More than 6,000 offences were reported over the yearbristolpostRichard Ault Senior Data Journalist/ Investigative Reporter and Pete Gavan Senior Editor

05:43, 13 May 2026Updated 09:37, 13 May 2026

Bristol had among the highest number of shoplifting offences reported

Bristol has been named as one of the worst places in the country for shoplifting offences.

Police data shows that retail theft has soared by 99% since the nation came out of lockdown and plunged into a cost-of-living crisis.

Forces recorded more than 315,000 shoplifting crimes in 2022, but that figure jumped by more than 100,000 offences the following year, and by almost 90,000 offences again in 2024.

Last year, there were just under 510,000 crimes of shoplifting recorded by police in England and Wales, which was a slight 1% fall from the previous year – the first time offending has fallen since the pandemic.

However, that was still 99% higher than in 2022, the first full year after lockdown, when remaining Covid-19 restrictions were lifted, and 39% higher than in 2019, the last full year before the pandemic.

The highest numbers of shoplifting offences were recorded by police in Birmingham (12,592), Leeds (10,264), Westminster (7,441), Sheffield (6,309), and Bristol (6,201).

You can use our map to check the shoplifting crime rates in your area and compare them to the rest of the country.

However, crime rates published by the Home Office reveal that many smaller areas have an even bigger problem with shoplifting.

Crime rates are calculated by dividing the number of offences by the population, and are generally considered the fairest way to compare crime across areas of wildly different sizes.

They show traders in the seaside town of Eastbourne suffer most as a result of shoplifters.

Eastbourne has the highest crime rate of 24 shoplifting offences for every 1,000 people who live in the resort town. That’s the highest crime rate among more than 300 council areas in England and Wales, except for Westminster, where extremely high numbers of tourists and a low resident population skew the results.

After Eastbourne, the areas with the highest crime rates and the biggest issues with shoplifters are Lincoln (23 crimes per 1,000 residents), Hartlepool (23), Kensington and Chelsea (22), Camden (18), and Norwich (18).

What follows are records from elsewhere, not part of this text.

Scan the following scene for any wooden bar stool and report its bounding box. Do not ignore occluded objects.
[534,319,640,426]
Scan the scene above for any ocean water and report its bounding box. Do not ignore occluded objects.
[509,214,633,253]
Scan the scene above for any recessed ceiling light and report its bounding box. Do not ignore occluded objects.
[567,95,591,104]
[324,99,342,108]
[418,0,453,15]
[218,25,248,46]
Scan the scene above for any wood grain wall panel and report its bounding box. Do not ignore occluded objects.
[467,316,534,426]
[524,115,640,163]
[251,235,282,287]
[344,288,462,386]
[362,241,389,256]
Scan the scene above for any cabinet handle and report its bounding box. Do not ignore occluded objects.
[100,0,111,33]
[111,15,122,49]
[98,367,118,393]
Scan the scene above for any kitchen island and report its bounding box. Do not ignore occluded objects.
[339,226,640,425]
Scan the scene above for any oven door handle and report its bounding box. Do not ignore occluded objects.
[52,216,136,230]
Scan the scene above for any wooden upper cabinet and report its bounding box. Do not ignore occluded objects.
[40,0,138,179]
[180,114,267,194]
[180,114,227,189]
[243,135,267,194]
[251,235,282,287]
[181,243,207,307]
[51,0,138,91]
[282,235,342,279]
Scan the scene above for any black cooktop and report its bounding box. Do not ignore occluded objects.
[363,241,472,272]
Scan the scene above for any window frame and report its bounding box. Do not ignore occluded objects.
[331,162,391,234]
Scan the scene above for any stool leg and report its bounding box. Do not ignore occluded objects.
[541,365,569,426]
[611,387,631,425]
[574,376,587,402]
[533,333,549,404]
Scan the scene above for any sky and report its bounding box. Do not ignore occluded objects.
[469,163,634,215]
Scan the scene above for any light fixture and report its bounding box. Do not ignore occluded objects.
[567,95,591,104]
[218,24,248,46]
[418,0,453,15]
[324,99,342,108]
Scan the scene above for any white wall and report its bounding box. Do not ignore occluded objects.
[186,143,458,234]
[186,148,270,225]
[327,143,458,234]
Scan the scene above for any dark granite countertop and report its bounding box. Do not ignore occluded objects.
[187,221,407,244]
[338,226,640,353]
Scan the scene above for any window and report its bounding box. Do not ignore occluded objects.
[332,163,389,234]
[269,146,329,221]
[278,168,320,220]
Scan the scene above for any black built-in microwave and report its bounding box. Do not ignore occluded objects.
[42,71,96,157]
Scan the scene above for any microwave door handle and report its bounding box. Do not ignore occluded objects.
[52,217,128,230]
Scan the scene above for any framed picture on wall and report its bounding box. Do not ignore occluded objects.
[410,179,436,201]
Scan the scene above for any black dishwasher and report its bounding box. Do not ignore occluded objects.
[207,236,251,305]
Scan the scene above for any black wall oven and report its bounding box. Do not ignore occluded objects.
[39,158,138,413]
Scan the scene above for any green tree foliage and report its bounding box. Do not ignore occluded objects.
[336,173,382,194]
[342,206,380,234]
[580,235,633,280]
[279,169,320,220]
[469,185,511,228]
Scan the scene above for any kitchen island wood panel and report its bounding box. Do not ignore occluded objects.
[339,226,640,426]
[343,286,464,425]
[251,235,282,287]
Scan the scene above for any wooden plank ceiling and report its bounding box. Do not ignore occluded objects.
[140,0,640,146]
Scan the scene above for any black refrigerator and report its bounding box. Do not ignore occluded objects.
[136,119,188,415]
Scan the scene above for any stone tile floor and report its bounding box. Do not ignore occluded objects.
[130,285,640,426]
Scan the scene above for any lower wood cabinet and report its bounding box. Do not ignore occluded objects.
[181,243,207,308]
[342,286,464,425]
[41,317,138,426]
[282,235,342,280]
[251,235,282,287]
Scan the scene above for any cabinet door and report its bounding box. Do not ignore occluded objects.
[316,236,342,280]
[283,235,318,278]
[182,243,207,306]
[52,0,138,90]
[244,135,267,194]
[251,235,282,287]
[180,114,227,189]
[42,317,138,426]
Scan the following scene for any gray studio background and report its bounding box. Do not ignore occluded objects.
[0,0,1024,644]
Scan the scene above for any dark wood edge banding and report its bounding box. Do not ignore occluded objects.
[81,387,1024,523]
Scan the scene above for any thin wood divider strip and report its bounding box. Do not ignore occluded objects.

Shoplifting was first described as an “epidemic” in 2023 by Dame Sharon White, the chair of John Lewis Partnership, and since then, crime—and the cost to retailers—has spiralled.

The British Retail Consortium (BRC) said retailers footed an “eye-watering” £4.2 billion bill from crime in 2024, including £2.2bn lost to shoplifting, and £1.8bn spent on crime prevention measures.

Meanwhile, analysis from the Lb-Debs shows that just one in five shoplifting offences (20%) resulted in a charge last year.

However, last month, the Crime and Policing Bill became law. The Bill has removed the £200 “low-value” threshold, meaning theft of goods below that value is no longer a summary-only offence dealt with by magistrates, which created a perception that many shoplifters were getting off lightly. The Bill has also created a new standalone offence of assaulting a retail worker.

Andrew Goodacre, CEO of Bira (the British Independent Retailers Association), said: “We need to recognise that real progress has been made over the past 12 months.

“There has been a better response from police, more arrests, more community officers on the ground, and a much sharper focus on retail crime. That matters, and it should be acknowledged.

“However, the level of crime remains high and unacceptable. Half a million shoplifting offences in a single year is not a figure any of us should be satisfied with. We have to maintain focus and momentum, and we would urge every retailer to remain vigilant and to report every single incident. That reporting culture is what drives the data, and the data is what drives the political will to act.”